Configuring the Spark Interpreter

The Spark interpreter is available starting in the 1.1 release of the MapR Data Science Refinery. It provides support for Spark Python, SparkR, Basic Spark, and Spark SQL jobs. To use the Spark interpreter for these variations of Spark, you must take certain actions, including configuring Zeppelin and installing software on your MapR cluster.

You must also issue your docker run command with the parameters the Spark interpreter requires. See the following material for details about these parameters:

Spark Python

You must install Python in your MapR cluster to run Python code with the Spark interpreter. You do not need to install it in your container since Spark runs in YARN cluster mode.

To use Python in the Spark interpreter, specify the following in your notebook:
%spark.pyspark

By default, this invokes Python 2. To switch Python versions, see Python Version.

To install custom Python packages, see Installing Custom Packages for PySpark. This also describes how to use Python 3 with custom packages.

NOTE Although the 1.3 release includes IPython with the Spark interpreter, MapR Data Science Refinery does not support this feature.

SparkR

The Zeppelin container includes R. Some Apache SparkR jobs require you to install R on your MapR cluster nodes to run these jobs in the Spark interpreter.

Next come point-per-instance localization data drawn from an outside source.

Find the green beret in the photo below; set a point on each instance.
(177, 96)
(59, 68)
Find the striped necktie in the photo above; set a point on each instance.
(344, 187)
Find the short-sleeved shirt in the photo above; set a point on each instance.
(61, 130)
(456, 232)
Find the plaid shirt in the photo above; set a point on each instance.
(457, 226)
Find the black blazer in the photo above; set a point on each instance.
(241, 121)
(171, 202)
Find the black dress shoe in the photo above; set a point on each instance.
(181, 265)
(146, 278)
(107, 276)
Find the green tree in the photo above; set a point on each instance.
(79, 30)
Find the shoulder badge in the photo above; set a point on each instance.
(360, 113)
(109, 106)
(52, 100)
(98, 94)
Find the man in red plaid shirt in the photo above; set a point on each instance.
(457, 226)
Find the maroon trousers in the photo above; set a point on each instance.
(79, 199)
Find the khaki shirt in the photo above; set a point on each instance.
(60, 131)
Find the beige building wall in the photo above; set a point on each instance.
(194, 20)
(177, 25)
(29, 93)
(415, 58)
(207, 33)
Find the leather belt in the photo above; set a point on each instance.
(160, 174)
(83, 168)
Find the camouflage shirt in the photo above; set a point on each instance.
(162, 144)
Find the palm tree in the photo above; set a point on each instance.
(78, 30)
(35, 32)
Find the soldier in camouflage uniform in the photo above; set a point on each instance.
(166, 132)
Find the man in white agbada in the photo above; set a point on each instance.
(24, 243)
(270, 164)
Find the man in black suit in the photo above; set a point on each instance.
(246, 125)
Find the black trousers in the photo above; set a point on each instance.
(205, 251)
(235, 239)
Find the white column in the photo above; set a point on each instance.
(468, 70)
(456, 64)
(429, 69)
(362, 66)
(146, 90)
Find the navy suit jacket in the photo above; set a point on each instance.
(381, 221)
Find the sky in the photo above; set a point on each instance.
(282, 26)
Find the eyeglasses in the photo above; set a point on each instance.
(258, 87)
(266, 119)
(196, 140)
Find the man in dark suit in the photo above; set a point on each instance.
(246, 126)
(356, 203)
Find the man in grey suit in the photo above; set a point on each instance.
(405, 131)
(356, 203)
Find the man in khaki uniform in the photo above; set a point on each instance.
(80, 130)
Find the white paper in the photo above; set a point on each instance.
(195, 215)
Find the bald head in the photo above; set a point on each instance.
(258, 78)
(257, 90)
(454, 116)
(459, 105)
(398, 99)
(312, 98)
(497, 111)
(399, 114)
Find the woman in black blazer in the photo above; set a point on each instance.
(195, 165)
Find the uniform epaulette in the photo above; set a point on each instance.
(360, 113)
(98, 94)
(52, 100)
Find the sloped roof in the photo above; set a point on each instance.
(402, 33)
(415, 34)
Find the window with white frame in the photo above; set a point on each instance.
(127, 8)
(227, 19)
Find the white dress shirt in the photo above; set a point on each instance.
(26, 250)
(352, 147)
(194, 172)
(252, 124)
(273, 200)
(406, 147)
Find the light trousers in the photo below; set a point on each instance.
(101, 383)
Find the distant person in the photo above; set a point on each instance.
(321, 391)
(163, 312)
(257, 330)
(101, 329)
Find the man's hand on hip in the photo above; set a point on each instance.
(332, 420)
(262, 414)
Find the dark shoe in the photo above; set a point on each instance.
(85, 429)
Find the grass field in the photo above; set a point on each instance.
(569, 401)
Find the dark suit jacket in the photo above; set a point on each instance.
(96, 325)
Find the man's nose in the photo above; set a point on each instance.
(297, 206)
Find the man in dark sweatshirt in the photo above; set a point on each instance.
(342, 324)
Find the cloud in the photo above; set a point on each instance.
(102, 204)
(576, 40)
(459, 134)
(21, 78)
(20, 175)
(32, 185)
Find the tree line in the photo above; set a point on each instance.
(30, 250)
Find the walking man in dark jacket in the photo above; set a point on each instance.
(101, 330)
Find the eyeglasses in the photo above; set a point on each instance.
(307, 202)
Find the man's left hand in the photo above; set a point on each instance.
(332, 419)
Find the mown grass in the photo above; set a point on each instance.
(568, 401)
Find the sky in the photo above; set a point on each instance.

To use R in the Spark interpreter, specify the following in your notebook:
%spark.r

Spark Jobs

By default, the Spark interpreter is configured to submit Apache Spark jobs in YARN client mode. The interpreter does not support YARN cluster mode. Make sure you follow the steps described at Installing Spark on YARN to install Spark on your MapR cluster.

To run Spark jobs in parallel, you must modify the Spark interpreter to instantiate Per Note:

You can set scoped to either of the two options.

Hive Tables

To access Apache Hive tables using the Spark interpreter, you must make the hive-site.xml configuration file from your Hive cluster available to Spark running in your Zeppelin container. Follow the same steps that describe how to access Hive tables with the Livy interpreter.